Les listes électorales de la Ville de Nice apportent encore plus de doute et de confusion avec des informations qui semblent le plus souvent décalées dans le temps, Pierre Ferret y étant cité comme :
- "coiffeur au Jardin Public" en 1860, 1861, 1862 et 1863,
- "photographe quai Masséna, 3" en 1863 (correction de la liste) et 1864,
- "coiffeur quai Masséna, 3" en 1865,
- "coiffeur rue Chauvain" en 1866 et 1867,
- "parti de Nice" en 1868,
- "photographe rue Chauvain, 8" en 1869 et 1870,
- "photographe rue Gioffredo, 6" à partir de 1871.
Les différentes adresses citées semblent recouvrir quatre emplacements successifs situés sur la rive droite du Paillon.
Les deux premières adresses, qui sont celles d'appartements en location réunissant atelier et domicile, sont situées à proximité l'une de l'autre au bord du Paillon, quai Masséna (actuelle avenue de Verdun), entre le Jardin public et la place Masséna (Images 2 et 4).
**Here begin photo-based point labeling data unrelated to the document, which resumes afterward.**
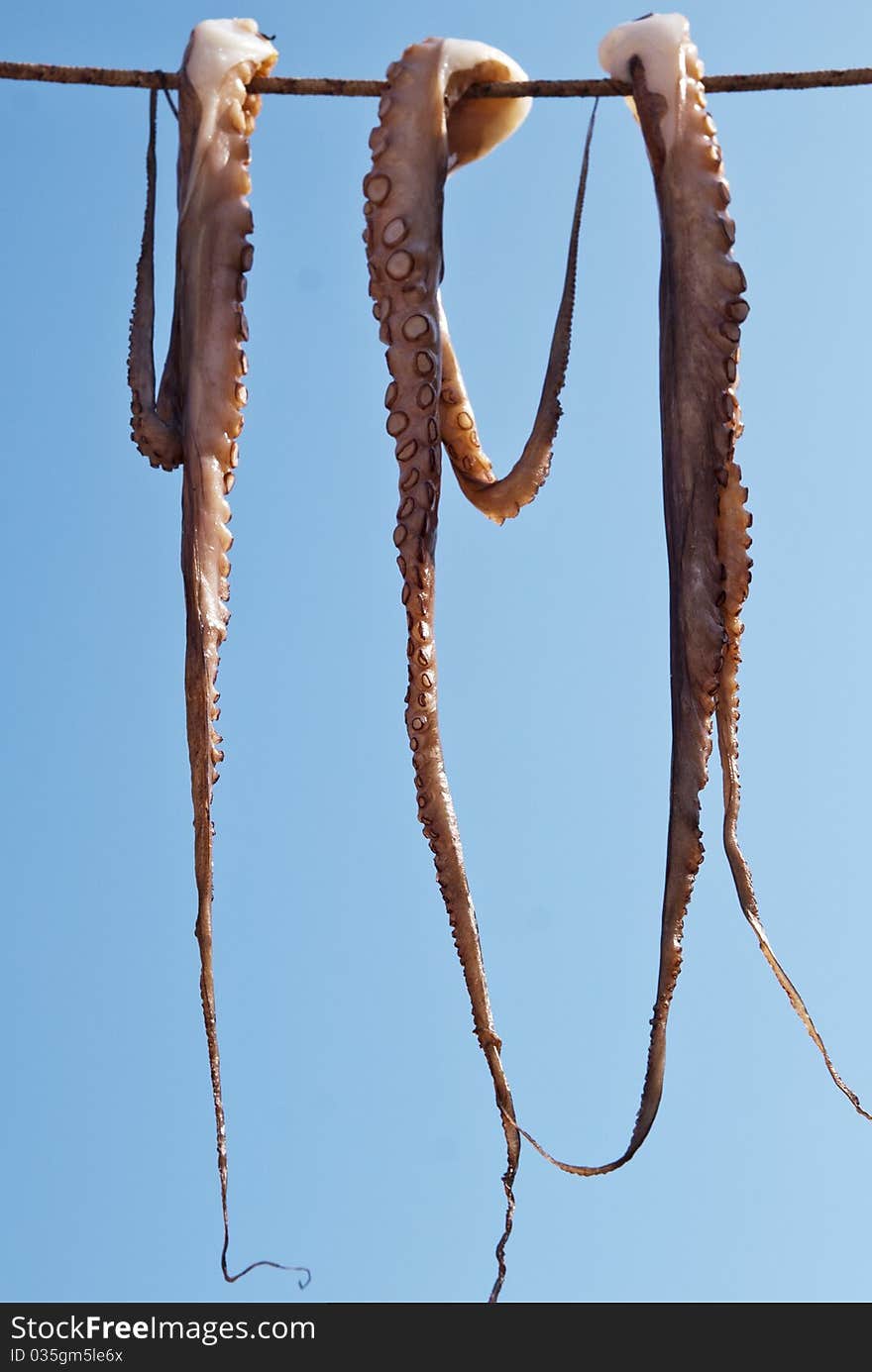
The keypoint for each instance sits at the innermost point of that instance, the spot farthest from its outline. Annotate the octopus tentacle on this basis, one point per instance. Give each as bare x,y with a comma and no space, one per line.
201,401
156,437
424,131
707,521
504,498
La Maison Spinelli accoste le bâtiment de l'Hôtel de France alors que la Maison Adé est située à sa droite, deux bâtiments plus loin, au-dessus de la Pharmacie anglaise.
Les deux adresses suivantes sont celles de Maisons de la rue Chauvain dont Pierre Ferret est cette fois le propriétaire. J'ai longtemps considéré qu'il avait fait construire une première maison en 1860 puis une deuxième en 1864, passant de l'une à l'autre mais la découverte récente de plans du quartier (demandes d'autorisation de construction déposées avec plan à l'appui par d'autres propriétaires) m'a permis de comprendre qu'il avait fait édifier les deux maisons dès 1859-60, dissociant dès le départ atelier et domicile (Image 3).
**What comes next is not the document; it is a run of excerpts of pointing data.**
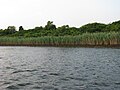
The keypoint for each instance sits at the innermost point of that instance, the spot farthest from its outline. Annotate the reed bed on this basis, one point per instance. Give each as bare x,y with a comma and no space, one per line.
86,39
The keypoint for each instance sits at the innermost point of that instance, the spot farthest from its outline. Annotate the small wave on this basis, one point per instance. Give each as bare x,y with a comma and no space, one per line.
18,71
24,84
117,83
54,74
12,87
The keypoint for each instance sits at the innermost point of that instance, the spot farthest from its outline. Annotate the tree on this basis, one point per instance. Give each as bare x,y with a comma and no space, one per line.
50,26
93,27
10,30
21,28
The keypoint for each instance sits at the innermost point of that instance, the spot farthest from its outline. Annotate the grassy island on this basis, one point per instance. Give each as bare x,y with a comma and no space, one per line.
92,34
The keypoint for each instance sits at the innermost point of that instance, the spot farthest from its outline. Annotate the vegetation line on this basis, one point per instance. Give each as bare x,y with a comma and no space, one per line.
93,34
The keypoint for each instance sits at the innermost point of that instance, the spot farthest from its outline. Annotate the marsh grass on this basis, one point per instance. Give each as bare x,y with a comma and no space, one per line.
86,39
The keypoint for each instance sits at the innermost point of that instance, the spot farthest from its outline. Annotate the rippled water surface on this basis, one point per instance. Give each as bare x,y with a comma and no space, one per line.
56,68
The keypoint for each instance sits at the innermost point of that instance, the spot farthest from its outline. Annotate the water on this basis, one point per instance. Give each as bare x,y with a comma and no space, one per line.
56,68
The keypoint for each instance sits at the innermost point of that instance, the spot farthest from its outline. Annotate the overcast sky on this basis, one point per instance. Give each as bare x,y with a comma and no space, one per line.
32,13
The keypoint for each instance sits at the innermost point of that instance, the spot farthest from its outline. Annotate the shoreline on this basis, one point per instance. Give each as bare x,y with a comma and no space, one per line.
74,46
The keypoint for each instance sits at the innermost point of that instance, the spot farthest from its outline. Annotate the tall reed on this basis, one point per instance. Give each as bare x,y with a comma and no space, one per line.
90,39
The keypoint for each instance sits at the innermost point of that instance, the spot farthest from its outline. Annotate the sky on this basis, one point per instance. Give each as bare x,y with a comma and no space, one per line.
32,13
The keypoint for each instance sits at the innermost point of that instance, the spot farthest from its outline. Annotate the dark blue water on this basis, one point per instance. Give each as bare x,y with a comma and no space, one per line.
56,68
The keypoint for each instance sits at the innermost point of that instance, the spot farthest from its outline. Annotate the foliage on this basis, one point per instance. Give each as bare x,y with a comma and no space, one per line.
51,30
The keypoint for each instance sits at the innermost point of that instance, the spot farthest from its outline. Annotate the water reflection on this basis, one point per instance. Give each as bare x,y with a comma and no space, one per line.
50,68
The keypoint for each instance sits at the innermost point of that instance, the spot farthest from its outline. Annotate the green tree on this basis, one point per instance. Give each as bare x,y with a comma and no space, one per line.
50,26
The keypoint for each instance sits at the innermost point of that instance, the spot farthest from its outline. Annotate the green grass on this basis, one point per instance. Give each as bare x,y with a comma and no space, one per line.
90,39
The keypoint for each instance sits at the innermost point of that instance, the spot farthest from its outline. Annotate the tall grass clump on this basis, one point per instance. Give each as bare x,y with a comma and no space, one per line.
86,39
La première Maison Ferret, située du côté gauche et pair de la rue Chauvain, au-delà de l'intersection avec la rue Gioffredo, est édifiée en 1860 à l'angle des deux rues. C'est là qu'il installe son atelier dès la fin de l'année 1860 ou le début de l'année 1861, la Maison étant nommée sur un plan du quartier datant d'avril 1861 (Image 3).
A partir de 1862, l'adresse de l'atelier de la rue Chauvain est attestée par de nombreux documents aux numéros 8 et 10. En 1865, Pierre Ferret partage cet atelier pendant les cinq premiers mois de l'année avec son prestigieux associé belge d'une seule saison, Louis Joseph Ghémar, et la Maison est exceptionnellement nommée sur un plan général de la ville (Image 4). Dès cette même année, l'adresse affichée devient, suite au prolongement de la rue Gioffredo, le plus souvent "rue Chauvain, 8 et rue Gioffredo, 6", sauf sur les cartons-photos, "rue Gioffredo".
La deuxième Maison Ferret est construite également en 1860 mais sur le côté droit et impair de la rue Chauvain, à l'est de la précédente, à une plus grande proximité du quai Saint-Jean-Baptiste et du Paillon. La Maison est d'ailleurs nommée sur un plan de quartier daté du 16 octobre 1861 (Image 3). Elle devient le domicile de Pierre Ferret et de sa famille dès la fin de l'année 1860 (locations attestées dès octobre 1860 ; recensement de 1861), avec une partie concédée à des copropriétaires (dont le peintre-photographe Henry Lejeune) et à des locataires (dont le photographe Charles Nègre).
L'ensemble des adresses est localisable sur un plan général de la Ville de Nice daté de 1865 (Image 4).